Lastly, Samsung opts for a unibody for both of its BAR drives.  Going for a minimalist design makes either model only one quarter the size of the Corsair’s Flash Voyager.  The two low-profile drives are largely the same except the Plus model has brushed aluminum and a different keychain hole.  Samsung didn’t provide a cap, leaving the USB plug exposed.

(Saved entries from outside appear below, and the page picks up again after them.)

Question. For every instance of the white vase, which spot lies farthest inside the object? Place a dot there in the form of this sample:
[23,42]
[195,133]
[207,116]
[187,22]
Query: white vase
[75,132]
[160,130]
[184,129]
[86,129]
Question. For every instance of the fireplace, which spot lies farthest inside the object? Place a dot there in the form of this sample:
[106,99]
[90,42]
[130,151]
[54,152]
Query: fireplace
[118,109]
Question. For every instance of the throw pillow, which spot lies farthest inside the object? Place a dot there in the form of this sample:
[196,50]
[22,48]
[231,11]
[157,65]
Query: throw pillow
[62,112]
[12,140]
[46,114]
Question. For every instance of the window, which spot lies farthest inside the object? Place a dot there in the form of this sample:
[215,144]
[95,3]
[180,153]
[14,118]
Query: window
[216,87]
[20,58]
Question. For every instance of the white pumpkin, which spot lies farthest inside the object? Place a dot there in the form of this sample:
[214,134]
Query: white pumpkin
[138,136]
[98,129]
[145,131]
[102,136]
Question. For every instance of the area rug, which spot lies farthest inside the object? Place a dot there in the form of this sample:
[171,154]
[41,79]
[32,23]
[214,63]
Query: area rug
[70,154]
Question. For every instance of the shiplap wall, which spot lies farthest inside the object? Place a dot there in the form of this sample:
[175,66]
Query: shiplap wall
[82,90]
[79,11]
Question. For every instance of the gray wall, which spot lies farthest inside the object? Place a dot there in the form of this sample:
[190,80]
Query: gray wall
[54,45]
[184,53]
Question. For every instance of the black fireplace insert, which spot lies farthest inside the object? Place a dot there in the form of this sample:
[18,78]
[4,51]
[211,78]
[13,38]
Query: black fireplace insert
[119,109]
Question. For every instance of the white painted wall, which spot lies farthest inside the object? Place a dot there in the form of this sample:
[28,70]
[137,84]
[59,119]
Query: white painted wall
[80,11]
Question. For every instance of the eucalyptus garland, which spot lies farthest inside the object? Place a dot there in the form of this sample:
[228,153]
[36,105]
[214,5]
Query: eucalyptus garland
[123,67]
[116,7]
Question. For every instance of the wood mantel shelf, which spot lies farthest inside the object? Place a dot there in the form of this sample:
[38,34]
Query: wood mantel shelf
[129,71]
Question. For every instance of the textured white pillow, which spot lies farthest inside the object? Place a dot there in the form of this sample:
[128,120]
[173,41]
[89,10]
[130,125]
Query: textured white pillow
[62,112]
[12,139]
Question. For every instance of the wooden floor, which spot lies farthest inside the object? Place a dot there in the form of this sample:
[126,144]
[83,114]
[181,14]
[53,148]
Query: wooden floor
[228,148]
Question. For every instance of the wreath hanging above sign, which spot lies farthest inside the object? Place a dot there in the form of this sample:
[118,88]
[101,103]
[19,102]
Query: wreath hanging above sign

 What Else You Need to Know


  • Kingston HyperX Savage is being sold as USB 3.1 Gen. 1 but keep in mind that this mode technically defines a maximum transfer rate of 5Gbps under the new 3.1 specs.  There’s actually nothing wrong with that.  Just don’t be glamoured by that USB version number since there’s no speed improvement by “upgrading” to USB 3.1 Gen 1.
  • Should you need a thumb drive that can also run Windows or large desktop applications (e.g. games) efficiently, you need something like the Corsair Flash Voyager GTX that supports TRIM and UASP to maximum SSD optimizations and performance.  The other drives still work great as supplemental storage for production system’s high-speed SSDs.
  • While conventional wisdom suggests you buy the fastest drive available, it’s best to pick one that matches the speed of system’s primary drive.  Otherwise, your primary drive would just become the bottleneck to the flash drive.
  • If you value smaller drive dimension over speed, mini USB drives are another category of flash drives that doubles as a semi-permanent storage for your laptops.  They are fact an effortless and a much more elegant way to expand space.
  • For data exchange between a USB-C and legacy USB PCs, dual-headed flash drives are just what you need but speeds don’t match the ones featured here.

 Which One to Choose?


We’ve picked four 128GB flagship USB 3.0 drives from first-tier manufacturers for this round-up.  While more will be included in coming months, we felt this is quite representative of what you can expect on the market (as of early 2016).

Performance-minded users have a choice between Corsair Flash Voyager GS and Kingston HyperX Savage 3.0. Both are really good at what they do: sequential read and write.  They are also the only models to offer capacity up to 512GB among the tested drives.

Sandisk Extreme PRO 3.0 excels at random read and write, but this particular area wasn’t what we were examining.  And the Lexar JumpDrive P20 from a cost standpoint is more appealing to those who don’t need fastest of everything.  In the end, it all comes down to whether the time saved is worth the cost.